As much as we can put people on pedestals and look at the incredible work they’re doing, it does make them feel a bit unreal and a bit ethereal. Talking about mental health as part of these conversations makes you realize that they are just people and you’re also a person, which means you can also get involved and you can also be of use in all of these arenas.

KB: Aside from your podcast, what are some other projects you’re working on that uplift this work?

GS: I’m continuing to work with MQ Mental Health Research, which is a charity I’m an ambassador with. What I like to do as part of that is use my platform to inform people of the mental health research landscape and make people aware of how they can get involved. Whether that is through fundraising, or even working with studies by just filling out an online questionnaire.

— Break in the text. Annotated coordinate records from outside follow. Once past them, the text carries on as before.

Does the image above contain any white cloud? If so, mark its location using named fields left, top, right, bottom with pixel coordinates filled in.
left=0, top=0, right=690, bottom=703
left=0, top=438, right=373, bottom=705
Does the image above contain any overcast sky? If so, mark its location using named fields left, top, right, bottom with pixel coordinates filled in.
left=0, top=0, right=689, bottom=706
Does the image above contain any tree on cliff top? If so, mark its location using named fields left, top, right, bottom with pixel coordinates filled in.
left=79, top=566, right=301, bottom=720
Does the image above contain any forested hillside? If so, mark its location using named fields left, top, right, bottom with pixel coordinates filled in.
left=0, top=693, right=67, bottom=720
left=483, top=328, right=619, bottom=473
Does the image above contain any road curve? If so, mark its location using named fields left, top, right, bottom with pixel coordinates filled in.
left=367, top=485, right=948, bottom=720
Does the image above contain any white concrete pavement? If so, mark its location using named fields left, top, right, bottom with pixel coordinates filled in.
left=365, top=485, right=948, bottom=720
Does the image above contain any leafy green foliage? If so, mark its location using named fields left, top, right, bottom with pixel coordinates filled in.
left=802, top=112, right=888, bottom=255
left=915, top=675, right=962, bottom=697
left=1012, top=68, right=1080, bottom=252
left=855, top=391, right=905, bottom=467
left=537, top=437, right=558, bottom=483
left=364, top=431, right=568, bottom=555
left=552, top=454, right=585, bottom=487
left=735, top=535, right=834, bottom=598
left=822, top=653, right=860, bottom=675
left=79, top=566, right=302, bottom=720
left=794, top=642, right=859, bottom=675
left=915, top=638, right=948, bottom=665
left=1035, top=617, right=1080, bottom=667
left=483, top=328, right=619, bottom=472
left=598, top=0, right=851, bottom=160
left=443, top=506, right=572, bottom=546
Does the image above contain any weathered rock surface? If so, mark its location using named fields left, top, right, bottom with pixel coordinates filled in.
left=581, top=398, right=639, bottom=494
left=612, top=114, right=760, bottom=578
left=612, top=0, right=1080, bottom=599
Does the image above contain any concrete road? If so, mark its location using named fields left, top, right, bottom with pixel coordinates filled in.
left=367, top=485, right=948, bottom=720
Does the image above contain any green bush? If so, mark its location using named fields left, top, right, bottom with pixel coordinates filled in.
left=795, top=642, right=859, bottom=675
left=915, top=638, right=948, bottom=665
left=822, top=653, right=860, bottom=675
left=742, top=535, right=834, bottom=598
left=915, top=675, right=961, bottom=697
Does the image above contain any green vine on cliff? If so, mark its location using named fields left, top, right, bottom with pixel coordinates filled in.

You and I have been talking about ADHD and we’re both women who weren’t diagnosed as children, and that was possibly a reality for us because, as women, the data doesn’t reflect us as much. The further you cross into different intersections, the further people away are from the data set. So, for lots of different conditions and lots of different people, the more data we can have is only going to be a good thing because it will hopefully stop us from slipping through the net in the future.

KB: What is giving you hope these days?

GS: People. There are just so many lovely people who really care, and that genuine kindness and caring does make me feel really inspired in the face of a lot of the opposite going on in the world.

There’s that old saying, like ‘look for the helpers,’ and that genuinely does make me feel quite hopeful.